Similarly, although endoscopy for uncomplicated gastroesophageal reflux disease is widely considered to be unnecessary, that didn't stop an experienced health services researcher from undergoing this low-value procedure after a few days of worsening heartburn. Comparing her personal experience to the (superior) decision-making processes that occur in veterinary medicine, Dr. Nancy Kressin wrote in JAMA:
Until patients are educated and emboldened to question the value of further testing, and until human health care clinicians include discussions of value with their diagnostic recommendations, it is hard to foresee how we can make similar progress in human medicine.

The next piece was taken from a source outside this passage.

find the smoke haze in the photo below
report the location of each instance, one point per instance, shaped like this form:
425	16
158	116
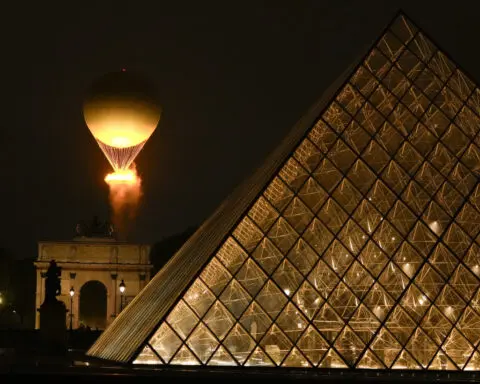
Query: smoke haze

Patients may be fearful that there is something seriously wrong that needs to be identified as soon as possible, they are often deferential to their clinicians' greater knowledge of the (potentially scary) possibilities, and some patients want to be sure that everything possible is done for them, without recognizing the potential harms of diagnostic tests themselves, the risks of overdiagnosis, or the sometimes limited value in knowing the cause of symptoms in determining the course of therapy.
Regardless of future insurance payment reforms, both doctors and patients will have key roles to play in recognizing when medical care is too much. More widespread uptake of shared decision-making, while hardly a panacea, would call attention to the importance of aligning care with patients' preferences and values and the need for decision aids that illustrate benefits and harms of often-overrated interventions. Changing a medical and popular culture that overvalues screening tests relative to their proven benefits may be more challenging. A survey study published last month in PLOS One affirmed previous findings that patients are far more enthusiastic and less skeptical about testing and screening than they are about medication, even though the harms of the former are often no less than the latter. I agree with the authors' conclusions:
Efforts to address overuse must involve professional medical associations, hospital systems, payers, and medical schools in modifying fee-for-service payment systems, enabling better coordination of care, and integrating lessons about overuse into training and continuing education. But the preferences of active patients nonetheless merit attention. Both the mistrust of pharmaceuticals and the enthusiasm for testing and screening reflect individuals’ efforts to take care of their health. The challenge is to engage patients in understanding the connection between over-testing and over-treatment, to see both as detrimental to their health, and to actively choose to do less.